Устрицы с альбариньо
Жоан Рока, El Celler de Can Roca (Испания)
Жоан Рока много лет увлечен дистилляцией, одно из первых его изобретений на эту тему — сорбет с лимонным дистиллятом: вроде бы обычный лимонный сорбет, но с совершенно другой интенсивностью и объемом аромата.
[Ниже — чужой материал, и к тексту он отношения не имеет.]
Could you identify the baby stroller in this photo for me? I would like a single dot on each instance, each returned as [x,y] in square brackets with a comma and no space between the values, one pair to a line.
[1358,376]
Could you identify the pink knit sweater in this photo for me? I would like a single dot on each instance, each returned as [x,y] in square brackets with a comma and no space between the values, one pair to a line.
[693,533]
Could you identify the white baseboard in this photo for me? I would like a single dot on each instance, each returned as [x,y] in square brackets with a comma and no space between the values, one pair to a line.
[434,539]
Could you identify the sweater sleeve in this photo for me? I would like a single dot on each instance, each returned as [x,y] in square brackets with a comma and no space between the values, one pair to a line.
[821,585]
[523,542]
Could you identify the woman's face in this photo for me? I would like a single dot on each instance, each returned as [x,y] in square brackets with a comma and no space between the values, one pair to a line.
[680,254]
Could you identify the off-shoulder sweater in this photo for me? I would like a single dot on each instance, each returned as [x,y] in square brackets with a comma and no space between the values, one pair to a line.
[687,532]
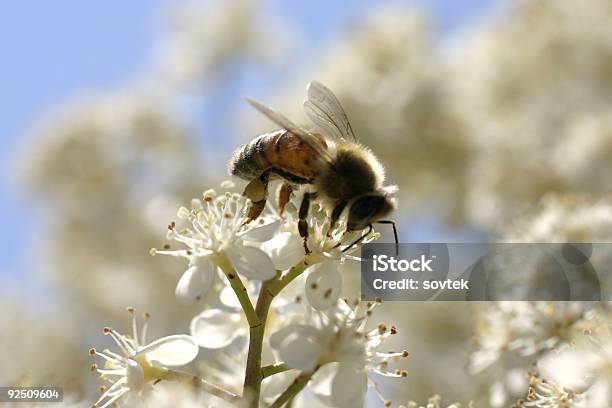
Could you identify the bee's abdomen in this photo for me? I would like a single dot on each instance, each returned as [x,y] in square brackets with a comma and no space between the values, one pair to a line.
[251,159]
[282,152]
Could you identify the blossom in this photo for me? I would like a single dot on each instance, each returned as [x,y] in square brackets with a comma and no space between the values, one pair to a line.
[433,402]
[218,238]
[139,364]
[337,347]
[547,394]
[522,328]
[216,328]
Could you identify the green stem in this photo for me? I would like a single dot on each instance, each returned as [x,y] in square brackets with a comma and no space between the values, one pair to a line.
[190,379]
[253,375]
[296,386]
[288,277]
[272,369]
[240,291]
[269,289]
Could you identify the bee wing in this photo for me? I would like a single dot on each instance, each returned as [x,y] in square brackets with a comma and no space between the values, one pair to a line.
[287,124]
[325,110]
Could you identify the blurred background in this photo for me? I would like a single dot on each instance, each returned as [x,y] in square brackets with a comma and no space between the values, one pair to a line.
[492,116]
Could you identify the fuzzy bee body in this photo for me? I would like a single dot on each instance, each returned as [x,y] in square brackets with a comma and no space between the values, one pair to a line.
[282,153]
[339,171]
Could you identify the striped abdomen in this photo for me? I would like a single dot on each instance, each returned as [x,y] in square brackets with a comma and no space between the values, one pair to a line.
[282,152]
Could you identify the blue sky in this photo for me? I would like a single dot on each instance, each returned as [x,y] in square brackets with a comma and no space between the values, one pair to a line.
[54,50]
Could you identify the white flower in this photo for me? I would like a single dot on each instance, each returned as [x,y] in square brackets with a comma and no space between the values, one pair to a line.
[336,345]
[546,394]
[433,402]
[217,238]
[139,364]
[329,249]
[216,328]
[522,328]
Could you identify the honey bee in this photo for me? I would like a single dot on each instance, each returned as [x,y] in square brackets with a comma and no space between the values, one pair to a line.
[331,167]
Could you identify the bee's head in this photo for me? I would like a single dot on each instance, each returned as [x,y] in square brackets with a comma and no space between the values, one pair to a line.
[372,207]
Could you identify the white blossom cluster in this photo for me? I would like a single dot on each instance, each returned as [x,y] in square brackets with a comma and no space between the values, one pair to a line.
[569,342]
[327,340]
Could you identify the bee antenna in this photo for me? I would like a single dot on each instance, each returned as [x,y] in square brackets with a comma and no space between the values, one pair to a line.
[358,240]
[394,233]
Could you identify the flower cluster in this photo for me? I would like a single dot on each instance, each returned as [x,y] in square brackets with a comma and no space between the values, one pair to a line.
[327,340]
[337,344]
[139,363]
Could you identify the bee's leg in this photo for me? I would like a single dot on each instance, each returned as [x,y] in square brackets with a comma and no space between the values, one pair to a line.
[257,191]
[336,212]
[358,240]
[283,197]
[302,224]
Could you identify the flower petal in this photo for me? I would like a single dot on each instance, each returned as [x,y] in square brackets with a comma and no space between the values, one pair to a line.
[285,250]
[297,346]
[170,351]
[228,298]
[323,285]
[251,262]
[214,328]
[196,281]
[349,386]
[261,233]
[134,375]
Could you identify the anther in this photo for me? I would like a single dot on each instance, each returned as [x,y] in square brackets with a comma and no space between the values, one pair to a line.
[208,195]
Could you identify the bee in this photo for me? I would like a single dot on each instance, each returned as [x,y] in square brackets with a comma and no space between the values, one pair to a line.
[331,167]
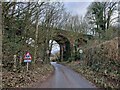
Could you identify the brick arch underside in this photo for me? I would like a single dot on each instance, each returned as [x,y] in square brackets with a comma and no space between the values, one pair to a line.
[65,50]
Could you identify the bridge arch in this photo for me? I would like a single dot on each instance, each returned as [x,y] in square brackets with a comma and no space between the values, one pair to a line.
[64,43]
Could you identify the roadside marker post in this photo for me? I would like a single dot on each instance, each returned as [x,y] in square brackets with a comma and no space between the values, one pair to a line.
[27,58]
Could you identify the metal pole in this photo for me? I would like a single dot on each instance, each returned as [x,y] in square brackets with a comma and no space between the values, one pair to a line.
[14,63]
[27,66]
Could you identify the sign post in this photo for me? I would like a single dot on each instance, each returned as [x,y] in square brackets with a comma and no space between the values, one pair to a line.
[27,58]
[80,51]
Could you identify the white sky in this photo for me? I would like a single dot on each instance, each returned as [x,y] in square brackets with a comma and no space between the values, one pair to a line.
[79,8]
[75,8]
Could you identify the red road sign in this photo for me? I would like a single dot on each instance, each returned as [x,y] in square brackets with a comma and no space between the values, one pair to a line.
[27,56]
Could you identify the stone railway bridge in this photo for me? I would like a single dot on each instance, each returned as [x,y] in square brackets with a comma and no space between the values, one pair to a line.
[68,40]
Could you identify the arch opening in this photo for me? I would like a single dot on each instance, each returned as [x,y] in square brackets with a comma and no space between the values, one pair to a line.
[63,47]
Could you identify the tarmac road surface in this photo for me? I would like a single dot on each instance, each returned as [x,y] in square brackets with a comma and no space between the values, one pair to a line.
[64,77]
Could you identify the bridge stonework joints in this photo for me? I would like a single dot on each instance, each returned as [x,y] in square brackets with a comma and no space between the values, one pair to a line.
[67,41]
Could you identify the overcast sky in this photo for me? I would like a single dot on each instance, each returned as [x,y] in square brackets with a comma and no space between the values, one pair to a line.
[75,8]
[79,8]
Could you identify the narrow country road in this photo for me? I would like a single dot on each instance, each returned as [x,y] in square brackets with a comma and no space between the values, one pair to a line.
[64,77]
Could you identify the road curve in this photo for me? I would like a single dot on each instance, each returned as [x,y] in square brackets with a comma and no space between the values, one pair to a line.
[65,78]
Дальше — больше: Рока сделал дистиллят из земли с ароматом настоящей почвы и использовал его в другом своем знаковом блюде — устрицах с вином (с кавой, шабли или альбариньо — версий существует, как минимум, три), — для которого деконструировал и пересобрал заново классический французский рецепт «устрицы в шампанском». В варианте с альбариньо, отдающим дань уважения Галисии, родине этого белого вина, в компанию к устрице отправляется соус из фенхеля, черный чеснок, яблоко, водоросли, грибы, дистиллят из земли и морские анемоны.
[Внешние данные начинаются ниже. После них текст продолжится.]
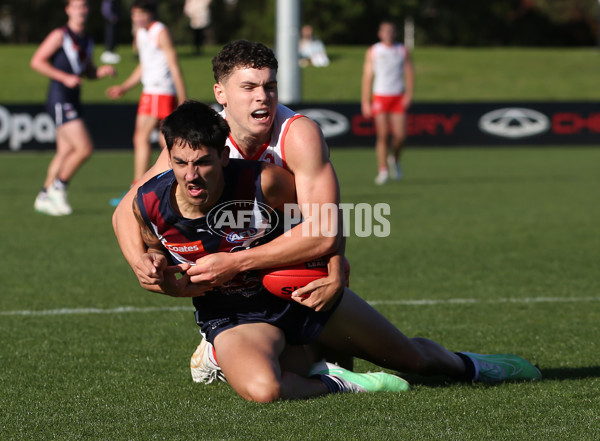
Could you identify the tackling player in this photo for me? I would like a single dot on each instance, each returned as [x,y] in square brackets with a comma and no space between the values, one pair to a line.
[259,338]
[388,72]
[160,75]
[262,129]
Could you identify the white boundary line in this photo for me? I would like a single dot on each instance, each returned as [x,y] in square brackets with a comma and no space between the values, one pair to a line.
[423,302]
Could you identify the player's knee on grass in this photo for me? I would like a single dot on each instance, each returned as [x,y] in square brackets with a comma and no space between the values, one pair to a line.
[260,389]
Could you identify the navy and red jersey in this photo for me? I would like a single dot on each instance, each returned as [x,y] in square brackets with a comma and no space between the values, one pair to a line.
[74,57]
[236,222]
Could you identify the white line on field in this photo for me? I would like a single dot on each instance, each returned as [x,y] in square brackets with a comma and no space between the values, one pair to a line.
[421,302]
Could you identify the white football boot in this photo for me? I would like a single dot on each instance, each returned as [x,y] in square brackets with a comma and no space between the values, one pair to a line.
[58,196]
[204,366]
[395,169]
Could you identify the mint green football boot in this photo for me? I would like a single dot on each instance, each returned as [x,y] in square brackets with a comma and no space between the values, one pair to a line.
[494,368]
[367,382]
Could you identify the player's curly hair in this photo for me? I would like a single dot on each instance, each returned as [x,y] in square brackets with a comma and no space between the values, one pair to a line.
[195,125]
[242,54]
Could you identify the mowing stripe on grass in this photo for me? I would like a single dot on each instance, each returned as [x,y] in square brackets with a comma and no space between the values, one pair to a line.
[422,302]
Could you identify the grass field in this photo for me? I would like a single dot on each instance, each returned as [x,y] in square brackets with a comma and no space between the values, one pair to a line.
[442,74]
[491,250]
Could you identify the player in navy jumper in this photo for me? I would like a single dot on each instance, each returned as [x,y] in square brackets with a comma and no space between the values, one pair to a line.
[259,337]
[65,56]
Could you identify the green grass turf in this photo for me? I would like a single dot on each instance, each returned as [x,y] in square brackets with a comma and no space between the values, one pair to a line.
[442,74]
[512,231]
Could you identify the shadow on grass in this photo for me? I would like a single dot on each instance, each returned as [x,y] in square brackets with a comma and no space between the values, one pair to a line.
[571,373]
[547,374]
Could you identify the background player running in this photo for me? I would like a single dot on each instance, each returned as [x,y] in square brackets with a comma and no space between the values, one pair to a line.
[251,328]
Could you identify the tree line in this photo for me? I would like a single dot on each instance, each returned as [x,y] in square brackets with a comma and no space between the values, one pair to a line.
[344,22]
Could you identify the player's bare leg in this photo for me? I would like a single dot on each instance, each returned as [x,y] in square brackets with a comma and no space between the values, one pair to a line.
[382,131]
[249,357]
[63,149]
[76,135]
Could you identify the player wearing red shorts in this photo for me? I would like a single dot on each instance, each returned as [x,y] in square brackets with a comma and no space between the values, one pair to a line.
[387,88]
[160,75]
[189,212]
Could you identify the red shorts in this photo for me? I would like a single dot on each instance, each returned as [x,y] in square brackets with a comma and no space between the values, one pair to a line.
[158,106]
[387,104]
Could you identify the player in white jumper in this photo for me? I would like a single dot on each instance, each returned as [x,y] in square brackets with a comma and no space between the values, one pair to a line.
[387,88]
[160,75]
[246,86]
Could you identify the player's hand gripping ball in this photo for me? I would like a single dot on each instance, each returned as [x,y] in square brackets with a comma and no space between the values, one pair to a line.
[283,281]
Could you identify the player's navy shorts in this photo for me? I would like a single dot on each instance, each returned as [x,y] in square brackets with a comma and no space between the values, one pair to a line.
[62,112]
[300,324]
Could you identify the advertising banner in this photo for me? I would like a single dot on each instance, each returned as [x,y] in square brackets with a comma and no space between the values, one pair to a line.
[29,127]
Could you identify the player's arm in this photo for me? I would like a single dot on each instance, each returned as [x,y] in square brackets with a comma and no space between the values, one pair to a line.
[367,81]
[409,80]
[133,80]
[125,225]
[93,72]
[162,278]
[166,44]
[40,61]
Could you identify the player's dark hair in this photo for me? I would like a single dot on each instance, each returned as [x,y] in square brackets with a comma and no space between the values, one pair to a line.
[195,124]
[146,5]
[242,54]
Тартар с горчичным мороженым
Жоан Рока, El Celler de Can Roca (Испания)
© culinary-insights
Процедуру деконструкции Рока произвел и с тартаром. Горчицу превратил в мусс и заморозил в азоте в виде шариков, из картофеля сделал хрустящее суфле, добавил икру из хереса олоросо (который в Испании иногда внедряют в заправку для обычного тартара) и только рубленую говядину оставил в первозданном виде. Для поваров всего мира этот рецепт (наравне с устрицами в белом вине) стал примером, как можно разбирать на части и собирать заново известные блюда, и с тех пор деконструкция классики стала универсальным методом разработки рецептов.
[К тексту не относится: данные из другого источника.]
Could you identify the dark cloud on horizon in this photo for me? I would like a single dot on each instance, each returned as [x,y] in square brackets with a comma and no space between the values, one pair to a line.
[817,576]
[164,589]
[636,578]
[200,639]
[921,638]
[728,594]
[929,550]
Еще одна очень влиятельная находка Жоана и Жорди Рока – «конфетки» кампари-грейпфрут, которые делают теперь повсеместно: в шарики из ароматизированного какао-масла помещается жидкая начинка, по возможности, с максимально ярким кислым вкусом, будь то цитрусы, облепиха, кислая вишня или молочная сыворотка.
«Курица и яйцо»
Рене Редзепи, Noma (Дания)
В первой версии Noma Рене Редзепи изобрел множество блюд, чья популярность привела к мировому взлету кухни нордик. Некоторые их них были так хороши, что стали трендсеттерами сами по себе. Так, «курица и яйцо» в 2009 году могла бы взорвать инстаграм, если бы он тогда существовал. Это был первый случай, когда гостя в недешевом ресторане с серьезным меню заставляли самолично готовить яичницу прямо за столом, принося с кухни яйца и раскаленную сковородку.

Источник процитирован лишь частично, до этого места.